Supervisor: Dr. Wieland Fricke
Root hairs are an outgrowth of individual epidermal cells at the surface of roots. Root hairs increase the surface area of roots for very little investment of resources, and being thin, allow easy access of nutrients and water between soil colloids. Thus, root hairs are thought to have an important role in nutrient and water uptake by plants. There exist mutants of barley which have a very reduced number of root hairs. In this project, we want to test, whether the reduction in root hair number also reduces the water uptake of roots, or whether the remaining part of root increases their water uptake properties (hydraulic conductivity), for example through increased gene expression of aquaporins. These are water channels in the membrane of cells. Also, by comparing expression of aquaporin isoforms in root hair mutants (few root hairs) and wild-type barley plants, we should be able to identify any particular aquaporins which are expressed in root hairs (present in wild-type, almost absent in mutant).
Aim: In this project, we will grow barley plants (wildtype, mutant) until they are two weeks old and compare the gene expression of a set of candidate aquaporin isoforms between plants. Expression will be quantified using qPCR. Hydraulic properties of roots will be analysed using exudation measurements. Leaf and root surface area will be determined by analysing scanned images of roots and leaves with freely-available software (ImageJ). Transpiration will be determined gravimetrically.
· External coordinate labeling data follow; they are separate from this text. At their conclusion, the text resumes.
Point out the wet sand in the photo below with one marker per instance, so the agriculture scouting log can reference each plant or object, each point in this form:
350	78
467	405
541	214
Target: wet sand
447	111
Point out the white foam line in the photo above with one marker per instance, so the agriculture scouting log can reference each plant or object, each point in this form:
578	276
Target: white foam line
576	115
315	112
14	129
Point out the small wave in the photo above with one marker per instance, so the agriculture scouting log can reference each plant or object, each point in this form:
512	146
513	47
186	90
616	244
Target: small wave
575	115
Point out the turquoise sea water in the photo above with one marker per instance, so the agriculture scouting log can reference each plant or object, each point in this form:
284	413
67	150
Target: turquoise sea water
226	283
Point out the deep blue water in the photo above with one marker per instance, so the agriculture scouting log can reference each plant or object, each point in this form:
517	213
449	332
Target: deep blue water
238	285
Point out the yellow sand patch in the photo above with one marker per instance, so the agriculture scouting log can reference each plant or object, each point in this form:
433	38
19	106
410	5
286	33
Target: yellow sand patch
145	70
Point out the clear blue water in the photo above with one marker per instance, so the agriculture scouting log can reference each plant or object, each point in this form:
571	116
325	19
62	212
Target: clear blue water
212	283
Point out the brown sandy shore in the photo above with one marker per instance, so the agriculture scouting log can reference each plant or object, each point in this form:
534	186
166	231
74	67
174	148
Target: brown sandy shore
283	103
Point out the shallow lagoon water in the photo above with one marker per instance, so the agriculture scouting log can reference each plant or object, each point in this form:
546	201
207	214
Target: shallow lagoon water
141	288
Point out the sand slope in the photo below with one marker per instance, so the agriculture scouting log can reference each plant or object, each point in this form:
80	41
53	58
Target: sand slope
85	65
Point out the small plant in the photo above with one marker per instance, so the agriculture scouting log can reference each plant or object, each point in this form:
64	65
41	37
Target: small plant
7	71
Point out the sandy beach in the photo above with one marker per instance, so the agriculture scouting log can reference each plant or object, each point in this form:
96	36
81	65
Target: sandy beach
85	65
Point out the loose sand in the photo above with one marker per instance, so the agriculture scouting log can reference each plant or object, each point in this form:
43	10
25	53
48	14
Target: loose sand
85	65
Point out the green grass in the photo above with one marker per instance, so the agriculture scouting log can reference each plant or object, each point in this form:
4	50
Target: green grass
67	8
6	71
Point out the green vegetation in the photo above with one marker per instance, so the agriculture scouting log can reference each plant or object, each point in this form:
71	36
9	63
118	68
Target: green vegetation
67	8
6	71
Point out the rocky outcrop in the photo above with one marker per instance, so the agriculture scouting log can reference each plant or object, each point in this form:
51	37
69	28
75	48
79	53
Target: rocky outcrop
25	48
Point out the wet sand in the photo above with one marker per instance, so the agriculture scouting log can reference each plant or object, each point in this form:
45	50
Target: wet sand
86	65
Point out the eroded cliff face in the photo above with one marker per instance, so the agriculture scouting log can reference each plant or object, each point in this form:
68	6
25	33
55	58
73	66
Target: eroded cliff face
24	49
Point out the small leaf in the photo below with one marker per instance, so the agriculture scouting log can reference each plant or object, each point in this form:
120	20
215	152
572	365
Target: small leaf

Supervisor: Dr. Wieland Fricke
Plants need to adjust the rate of water uptake through the root system to the rate of transpirational water loss through the shoot. It is not clear how this regulation is achieved. The traditional view would be that such a regulation is achieved through the shoot, by means of adjusting the stomatal pore size, yet the discovery of aquaporins (AQPs), membrane water channels, has opened the possibility that this regulation can also be achieved through AQPs in roots. Barley plants which are about two weeks old have five to seven roots. When most of these roots are removed, plants still take up almost as much water as before removal of these roots. We don’t know how barley plants do this, but the most likely possibility is that the activity and possible gene expression of AQPs in the remaining roots is increased. This will enable more water uptake per unit remaining root surface.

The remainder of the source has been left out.